すぐに報告しに行ったのだろう。急かされていたのかもしれない。実際、報告書はうんざりするほど溜まっている。当然、まだ目が通せていなかった。
「……あの娘、大分しゃべるようになったのぅ。おぬしの影響か?まぁ、よい。それで、ココについてじゃが……ウガノースザの影響についても懸念しておってな。今回気負って向かったわりに、それほど収穫はなかったゆえ、精神面でやや不安定さが見られる。人間、見えない敵を想定するより、具体的なものの方が安心する傾向がある。つまり、今後も外道魔法士については継続して情報収集することを明言し、尚且つ自身の状況について正確に理解させることがあの娘の安定につながるのではないか?」
「そのためにも、学者たちに調べてもらえというわけか」
クロウはオホーラの意図を理解した。ココとシロについてはまだまだ不明な点が多い。記憶が曖昧で唯一思い出したのが、自分たちを実験扱いしていたウガノースザという魔法士だ。地下世界にいるような痕跡は見つけたが、直接見たわけでも確証もない。すっきりしない感覚でいるのは十分考えられる。

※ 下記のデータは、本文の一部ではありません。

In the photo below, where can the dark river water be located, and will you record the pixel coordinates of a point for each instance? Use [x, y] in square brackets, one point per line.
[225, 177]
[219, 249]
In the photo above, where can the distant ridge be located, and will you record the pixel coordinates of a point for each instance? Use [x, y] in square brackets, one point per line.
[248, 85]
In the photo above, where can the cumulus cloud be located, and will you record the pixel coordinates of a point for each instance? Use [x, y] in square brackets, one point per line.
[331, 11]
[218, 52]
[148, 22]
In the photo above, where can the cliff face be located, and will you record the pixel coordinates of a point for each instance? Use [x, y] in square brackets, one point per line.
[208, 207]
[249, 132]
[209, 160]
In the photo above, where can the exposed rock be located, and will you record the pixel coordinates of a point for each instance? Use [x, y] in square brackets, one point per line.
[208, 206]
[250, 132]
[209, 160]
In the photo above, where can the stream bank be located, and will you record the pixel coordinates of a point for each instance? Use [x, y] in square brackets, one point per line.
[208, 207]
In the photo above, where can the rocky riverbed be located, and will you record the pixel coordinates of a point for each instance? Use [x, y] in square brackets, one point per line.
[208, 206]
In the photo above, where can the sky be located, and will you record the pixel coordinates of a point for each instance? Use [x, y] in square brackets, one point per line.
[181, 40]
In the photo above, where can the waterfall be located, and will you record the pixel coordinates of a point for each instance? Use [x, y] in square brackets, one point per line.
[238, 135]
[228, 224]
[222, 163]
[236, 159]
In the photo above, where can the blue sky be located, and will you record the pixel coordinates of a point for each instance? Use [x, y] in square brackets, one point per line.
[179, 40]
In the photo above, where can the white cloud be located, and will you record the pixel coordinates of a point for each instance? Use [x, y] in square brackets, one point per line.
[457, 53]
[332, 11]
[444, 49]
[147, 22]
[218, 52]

そういう意味では、クロウ自身もラクシャーヌのことや転生人であることなど、不可解なままの謎は多く残ったままだ。他人のことに首を突っ込んでいる余裕などない。
いや、ラクシャーヌの眷属になっている今、身内になるからやっぱ面倒見なきゃダメか……?
事実確認をすると、やはり目を逸らすわけにはいかない案件のようだ。
「うむ。後手に回るより、早めに確認する方がよかろう。それと関連して、S級探索者の件の連絡もあってだな――」
オホーラからの連絡はまだ終わりそうにない。
クロウは強く頭を一回振ると、賢者の言葉に再び耳を傾けることにした。